Amish Acres

Amish Acres® Historic Farm and Heritage Resort is Listed in the National Register of Historic Places. It is America's most complete Amish heritage experience featuring historic interpretation, culinary and performing arts, lodging, and shopping.

Thursday, May 30, 2013

A Bird's Eye View of Amish Acres and the Surrounding Countryside


As soon as Amish Acres opened to the public in 1969, one of the first requests from inquisitive visitors was for a map of the countryside to extend their visit to Nappanee. Fortunately, we had produced a cartoon-like map to complement the Pletcher Village Arts & Crafts Festival since 1963. It was not only cartoon-like, but designed by Max Gwin, a well known cartoonist from Nappanee.

Max is one of six nationally syndicated cartoonists to have grown up in Nappanee and shared the same art teacher. They rode the heyday of the newspaper cartoon strip culture.

Merrill Blosser's "Freckles and His Friends," is the only comic strip in history to reach its Golden Anniversary under the personal direction of its original writer-cartoonist.  Bill Holman's "Smokey Stover and the Smoke Eaters," remains the mascot of the Nappanee Fire Department.  Fred Nehr created the popular and insightful strip "Life's Like That." Henry Maust, originally a cartoonist, switched to painting and commercial art and was published on a regular basis by the "Saturday Evening Post" and" Woman's Home Companion," and Francis Parks became editorial cartoonist for the San Francisco Call-Bulletin.

Max published his "Slim and Spud" cartoon strip in The Prairie Farmer for over four decades before his retirement. I had the privilege of "working" for Max while I was in high school. My skills were limited to drawing the square panels with an ink drafting pen, the kind that very easily smeared under the straight edge of the architect's triangle.

Back to the map - with the arrival of Amish Acres, Max expanded his freehand map into an elaborate and detailed map surrounding Nappanee with more emphasis on the countryside shops that visitors found quaint and unique.  That map remains the underlying design of the new, full color rendition by Jeff Stillson. Jeff is my son-in-law and an accomplished graphic artist who has been producing the farm's advertising material for over two decades and has become a well known artist in his own right through his Stillson Studio of Advertising and Design.

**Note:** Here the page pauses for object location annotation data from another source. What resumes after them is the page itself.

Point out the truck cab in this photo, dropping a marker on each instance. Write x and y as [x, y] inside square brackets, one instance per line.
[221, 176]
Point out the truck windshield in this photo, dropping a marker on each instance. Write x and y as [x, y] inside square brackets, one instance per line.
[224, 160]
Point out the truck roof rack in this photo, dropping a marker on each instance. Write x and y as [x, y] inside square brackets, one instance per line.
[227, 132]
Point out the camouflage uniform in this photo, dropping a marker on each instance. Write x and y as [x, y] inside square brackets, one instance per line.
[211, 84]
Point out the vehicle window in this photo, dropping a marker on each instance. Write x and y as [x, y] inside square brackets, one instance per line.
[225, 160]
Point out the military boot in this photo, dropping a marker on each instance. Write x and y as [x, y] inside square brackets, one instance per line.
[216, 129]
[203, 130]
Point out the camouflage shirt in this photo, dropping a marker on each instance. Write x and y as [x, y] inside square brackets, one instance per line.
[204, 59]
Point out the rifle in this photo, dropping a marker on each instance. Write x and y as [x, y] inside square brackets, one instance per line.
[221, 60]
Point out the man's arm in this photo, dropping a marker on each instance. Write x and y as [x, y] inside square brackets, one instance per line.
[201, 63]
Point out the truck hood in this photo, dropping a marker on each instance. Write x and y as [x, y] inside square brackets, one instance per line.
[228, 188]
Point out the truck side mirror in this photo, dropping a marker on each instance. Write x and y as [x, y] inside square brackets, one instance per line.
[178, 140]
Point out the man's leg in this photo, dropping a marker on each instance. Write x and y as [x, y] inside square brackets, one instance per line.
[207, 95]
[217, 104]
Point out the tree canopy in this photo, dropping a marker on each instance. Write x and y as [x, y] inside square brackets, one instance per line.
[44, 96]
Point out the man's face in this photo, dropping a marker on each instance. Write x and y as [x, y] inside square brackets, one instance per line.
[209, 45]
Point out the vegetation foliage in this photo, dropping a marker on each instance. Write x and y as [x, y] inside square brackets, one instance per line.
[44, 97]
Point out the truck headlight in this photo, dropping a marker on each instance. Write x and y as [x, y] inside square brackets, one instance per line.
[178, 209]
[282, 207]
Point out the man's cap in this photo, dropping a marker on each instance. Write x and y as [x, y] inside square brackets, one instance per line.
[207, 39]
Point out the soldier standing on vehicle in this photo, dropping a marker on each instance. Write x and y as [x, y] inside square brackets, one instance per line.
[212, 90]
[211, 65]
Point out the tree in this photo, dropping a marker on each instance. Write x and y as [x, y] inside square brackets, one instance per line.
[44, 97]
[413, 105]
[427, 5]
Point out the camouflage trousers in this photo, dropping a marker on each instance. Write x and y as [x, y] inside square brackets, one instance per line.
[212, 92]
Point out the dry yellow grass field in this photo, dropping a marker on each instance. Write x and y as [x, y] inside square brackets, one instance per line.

The "new" map now includes exactly 100 points and places of interest. Since Amish Acres beginnings Amish owned cabinet, retail and sewing shops have proliferated and a total of 250 such establishments have been identified.

The "new" map now includes the Elkhart County Heritage Trail, the Road Scholar Bicycle Trail, the Ren Town Trail, the Nappanee Bicycle Path, and Countryside Shoppes Trail.

To emphasize the other world experience that visitors have come to expect, the map's cover is designed around passport stamps that represent all of the attractions of Amish Acres. A $99 Getaway Package has become the most popular way to take advantage of all that Amish Acres and Nappanee have to offer and the map is a centerpiece of the package.

Although much of the original map remains unchanged, it has seen the addition of not only Amish Acres that is now listed in the National Register of Historic Places, but The Inn at Amish Acres, The Nappanee Inn,  a Federal Wetland Nature Reserve, The Nappanee Center, the restored B&O Depot, the restorations of the downtown's historic murals, new streetscape, and the expansion of those early arts and craft festivals into one of America's premier events of its kind, having been ranked as high as the third best traditional crafts festival in the nation. Now Amish Acres also plays host to WFRN's Friend Fest, the fastest growing Christian Music Festival in America.

The colorful little map has seen businesses come and go, the city nearly double in population, schools consolidate, parks and library expand to include a municipal golf course and airport. But the essence of the Amish society’s influence on the community's lifestyle, values, and craftsmanship remains prevalent and growing alongside Nappanee, the city. Now a new little map guides you through a delightful piece of small town and rural Americana.